Throughout the Paris Métro are ubiquitous vendors of fresh fruits and vegetables. Vending machines on station platforms sell candy and bottled beverages. The option to quickly grab a snack is readily available to Parisians and riders of New York’s subway, but not our own. Should it be?

Fruit stand at Barbès — Rochechouart station. Photos by the author.

Apples, clementines, bananas, mangoes and tomatoes are readily available at reasonable prices throughout the M´tro system, from the modern Bibliothèque François Mitterrand station on Line 14 to older stations like Barbès-Rochechouart on Lines 2 and 4.

Fruit stand at Place de Clichy station.

There are no restrictions on eating on the Paris Métro. While there is ample supply of discarded chicken bones, sunflower seeds and fast food on Washington’s Metro despite a ban on food, the Paris Métro is comparatively clean, with no traces of food on the trains or station platforms.

Some of the stands are free-standing, requiring the proprietors to set them up and take them down every day. Others rent existing kiosk space. Each vendor stand has a digital scale uses to weigh your purchase. From one vendor a clementine cost 0.35 Euro, while at another stand, a clementine and green apple ran to 1.37 Euro.
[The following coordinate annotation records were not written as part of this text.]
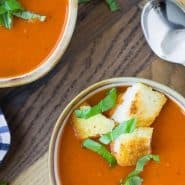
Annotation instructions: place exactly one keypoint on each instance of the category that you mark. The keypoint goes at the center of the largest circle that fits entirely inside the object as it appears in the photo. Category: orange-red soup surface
(78, 166)
(27, 44)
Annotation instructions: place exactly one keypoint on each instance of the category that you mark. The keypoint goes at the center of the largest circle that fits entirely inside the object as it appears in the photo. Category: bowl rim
(178, 98)
(53, 58)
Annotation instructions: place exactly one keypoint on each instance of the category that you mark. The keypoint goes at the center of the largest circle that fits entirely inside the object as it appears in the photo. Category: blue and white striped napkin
(5, 138)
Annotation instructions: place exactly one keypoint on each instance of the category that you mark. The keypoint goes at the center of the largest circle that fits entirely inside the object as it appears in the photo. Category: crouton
(93, 126)
(128, 148)
(141, 102)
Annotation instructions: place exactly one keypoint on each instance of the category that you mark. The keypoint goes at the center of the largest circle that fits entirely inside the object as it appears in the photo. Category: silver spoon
(5, 137)
(163, 24)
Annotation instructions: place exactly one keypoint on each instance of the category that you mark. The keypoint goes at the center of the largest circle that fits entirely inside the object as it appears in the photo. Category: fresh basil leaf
(133, 178)
(12, 5)
(3, 183)
(126, 127)
(2, 10)
(104, 105)
(7, 20)
(83, 1)
(113, 5)
(100, 149)
(1, 20)
(29, 16)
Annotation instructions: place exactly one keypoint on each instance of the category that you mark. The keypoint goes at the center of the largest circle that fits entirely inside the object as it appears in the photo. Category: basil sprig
(11, 8)
(113, 4)
(104, 105)
(100, 149)
(133, 178)
(126, 127)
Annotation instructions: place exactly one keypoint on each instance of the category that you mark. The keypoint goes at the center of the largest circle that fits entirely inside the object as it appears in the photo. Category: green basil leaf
(2, 10)
(3, 183)
(7, 20)
(126, 127)
(29, 16)
(104, 105)
(100, 149)
(113, 5)
(133, 178)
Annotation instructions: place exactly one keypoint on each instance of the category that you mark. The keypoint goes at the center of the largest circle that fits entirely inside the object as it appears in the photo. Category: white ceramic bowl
(47, 65)
(85, 94)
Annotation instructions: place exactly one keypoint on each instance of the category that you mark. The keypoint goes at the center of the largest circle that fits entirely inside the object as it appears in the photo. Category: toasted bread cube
(93, 126)
(141, 102)
(128, 148)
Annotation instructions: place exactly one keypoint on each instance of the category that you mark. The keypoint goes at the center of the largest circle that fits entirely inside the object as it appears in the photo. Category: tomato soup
(28, 43)
(78, 166)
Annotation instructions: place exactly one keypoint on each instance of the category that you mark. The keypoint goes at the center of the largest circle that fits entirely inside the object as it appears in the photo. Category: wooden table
(104, 45)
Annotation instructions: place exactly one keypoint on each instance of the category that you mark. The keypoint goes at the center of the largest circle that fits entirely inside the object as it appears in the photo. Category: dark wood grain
(104, 45)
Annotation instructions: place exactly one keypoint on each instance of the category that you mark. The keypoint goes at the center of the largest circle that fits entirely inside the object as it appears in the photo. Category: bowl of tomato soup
(71, 164)
(30, 49)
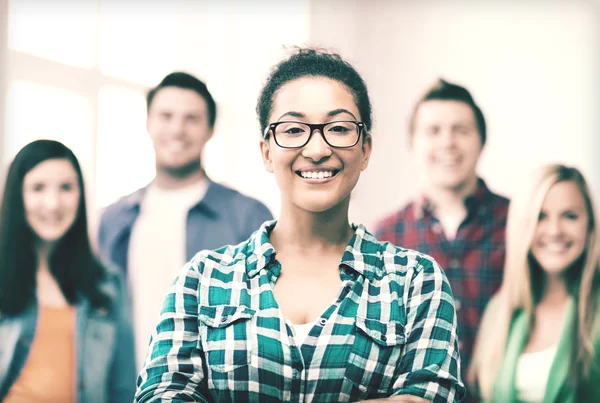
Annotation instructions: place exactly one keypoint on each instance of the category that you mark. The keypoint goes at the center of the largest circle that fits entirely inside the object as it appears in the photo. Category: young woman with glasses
(310, 308)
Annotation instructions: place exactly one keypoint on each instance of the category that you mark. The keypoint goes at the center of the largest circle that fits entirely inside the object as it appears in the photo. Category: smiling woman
(64, 322)
(540, 335)
(311, 307)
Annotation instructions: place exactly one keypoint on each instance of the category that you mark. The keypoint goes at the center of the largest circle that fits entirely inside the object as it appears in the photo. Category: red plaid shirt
(473, 261)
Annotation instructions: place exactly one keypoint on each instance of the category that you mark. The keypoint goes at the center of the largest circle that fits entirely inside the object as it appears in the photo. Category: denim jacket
(223, 217)
(106, 369)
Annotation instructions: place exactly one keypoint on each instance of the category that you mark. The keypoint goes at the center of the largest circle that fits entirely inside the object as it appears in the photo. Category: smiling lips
(556, 247)
(317, 175)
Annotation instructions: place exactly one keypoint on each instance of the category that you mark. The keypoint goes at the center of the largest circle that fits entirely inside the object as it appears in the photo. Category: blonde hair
(517, 291)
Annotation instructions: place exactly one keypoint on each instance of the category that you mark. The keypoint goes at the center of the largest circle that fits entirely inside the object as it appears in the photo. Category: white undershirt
(531, 376)
(157, 254)
(301, 331)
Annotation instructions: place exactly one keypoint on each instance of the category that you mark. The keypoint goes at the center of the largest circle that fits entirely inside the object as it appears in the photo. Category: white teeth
(316, 174)
(555, 247)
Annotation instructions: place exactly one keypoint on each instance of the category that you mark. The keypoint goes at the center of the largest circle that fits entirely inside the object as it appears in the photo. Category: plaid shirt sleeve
(174, 367)
(430, 364)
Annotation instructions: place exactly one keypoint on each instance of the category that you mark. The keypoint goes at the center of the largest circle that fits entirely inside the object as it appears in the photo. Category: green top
(558, 388)
(222, 337)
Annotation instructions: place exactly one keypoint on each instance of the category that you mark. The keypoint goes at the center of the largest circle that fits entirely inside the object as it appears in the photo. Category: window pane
(125, 158)
(64, 32)
(39, 112)
(138, 44)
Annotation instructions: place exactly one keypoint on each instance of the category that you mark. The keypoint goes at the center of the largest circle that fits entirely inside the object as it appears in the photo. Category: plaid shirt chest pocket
(225, 336)
(375, 355)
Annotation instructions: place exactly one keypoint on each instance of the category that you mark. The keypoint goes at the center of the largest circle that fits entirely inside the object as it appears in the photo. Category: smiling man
(151, 233)
(457, 219)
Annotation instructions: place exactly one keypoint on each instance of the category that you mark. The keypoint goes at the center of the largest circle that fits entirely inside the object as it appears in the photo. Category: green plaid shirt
(222, 338)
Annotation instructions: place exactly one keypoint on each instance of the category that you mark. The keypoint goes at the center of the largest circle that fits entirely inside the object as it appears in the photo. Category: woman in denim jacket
(64, 324)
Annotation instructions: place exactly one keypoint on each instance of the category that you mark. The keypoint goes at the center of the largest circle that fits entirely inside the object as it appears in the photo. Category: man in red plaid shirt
(457, 219)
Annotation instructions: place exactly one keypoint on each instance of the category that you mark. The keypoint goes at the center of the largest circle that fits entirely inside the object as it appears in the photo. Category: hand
(399, 399)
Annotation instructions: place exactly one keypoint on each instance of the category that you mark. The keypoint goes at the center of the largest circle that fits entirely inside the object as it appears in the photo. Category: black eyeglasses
(338, 134)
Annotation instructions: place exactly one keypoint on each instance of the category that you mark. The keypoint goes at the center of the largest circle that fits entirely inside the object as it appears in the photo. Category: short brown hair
(447, 91)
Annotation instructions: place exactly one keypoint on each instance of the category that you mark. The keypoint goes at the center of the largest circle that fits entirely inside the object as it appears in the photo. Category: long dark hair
(72, 263)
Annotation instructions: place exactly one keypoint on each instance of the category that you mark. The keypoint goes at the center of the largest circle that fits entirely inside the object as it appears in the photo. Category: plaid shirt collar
(475, 202)
(364, 254)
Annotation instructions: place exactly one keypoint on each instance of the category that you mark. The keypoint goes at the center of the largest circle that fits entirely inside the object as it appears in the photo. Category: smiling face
(179, 129)
(316, 177)
(51, 196)
(562, 230)
(447, 143)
Vendor at Bibliothéque François Mitterrand station.

Two years ago, a New York State Senator proposed a law that would ban eating on New York’s MTA. The law was widely opposed, even by MTA’s chief, and did not pass.

Even with a ban on eating, Metro still employs a rodent exterminator, who the Post recently profiled. Is Paris’ Métro clean while Washington’s Metro is dirtier, despite a ban on food here and not there, a result of varying cultures?

Is it time for the Washington Metro to change its orientation towards food, or is the ban appropriate? Would you patronize a fruit and vegetable stand at Metro Center, L’Enfant Plaza or Rosslyn?